The Spectator

The Democrats’ complacency is Trump’s greatest weapon

[Getty Images]

There is a great mystery lying behind the 2020 US presidential election: how come a country of 350 million, which leads the world in academia, science and more, is unable to find two more inspiring candidates than Donald Trump and Joe Biden? Where is the voice of hope, or even just a reassuring voice of calmness and competence? Instead, come November, citizens of the most powerful nation on earth will be forced to choose between a narcissist and a man whose claim to his party’s candidature appears to be based on the principle of Buggins’ turn.

Biden’s longevity is impressive — and we would never dismiss a candidate simply on the grounds of his age — but the reason he was formally adopted this week as the Democratic candidate for the presidency at the age of 77 is that, despite numerous attempts to build a campaign over the past three and a half decades, others of his generation kept outshining him. Now he has finally made it onto the ballot paper, but his chief selling point is not his intellect, his ideas or his character — it is the fact that he is not Donald Trump. That hardly seems a wise strategy when Trump has already won one election against the odds and is quite capable of winning another.

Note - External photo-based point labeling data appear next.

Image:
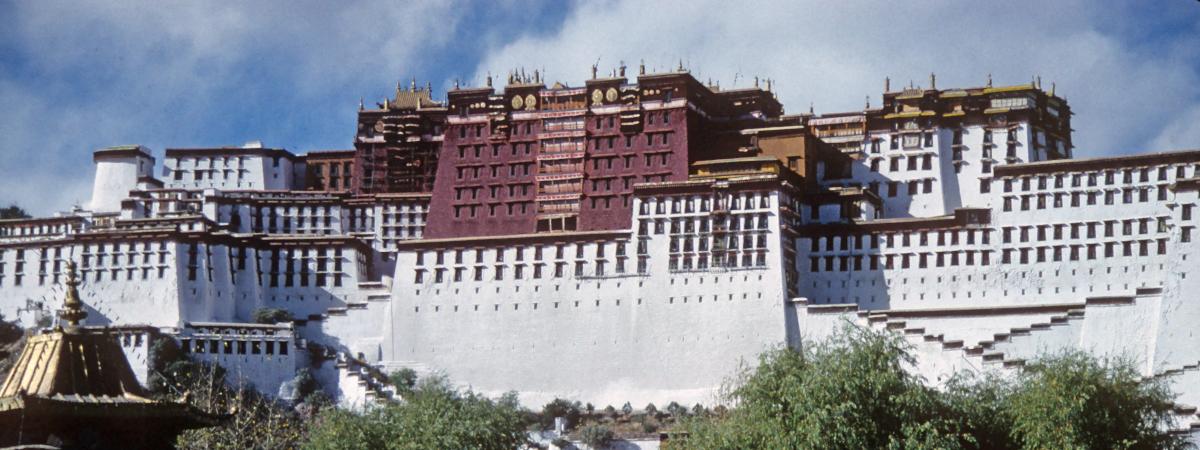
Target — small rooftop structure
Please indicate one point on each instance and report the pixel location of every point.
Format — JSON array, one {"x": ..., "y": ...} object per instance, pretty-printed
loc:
[{"x": 72, "y": 387}]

Biden is behaving like someone who thinks the presidency will fall into his lap

Trump’s faults are there for all to see. To put it politely, his speeches are often outside the norms of political dialogue. Anyone who thought that his bluster was just a clever double-bluff used to win elections will have been disappointed. The memoirs of his (many) ex-staffers confirm that he governs as he speaks. But it is quite possible to despair at how he governs while noting that he has delivered much of what his supporters hoped for: an economy that was largely left alone and — up until the Covid crisis — boomed as a result; the stock market at record highs; no new wars; a policy on China which has been copied by his critics.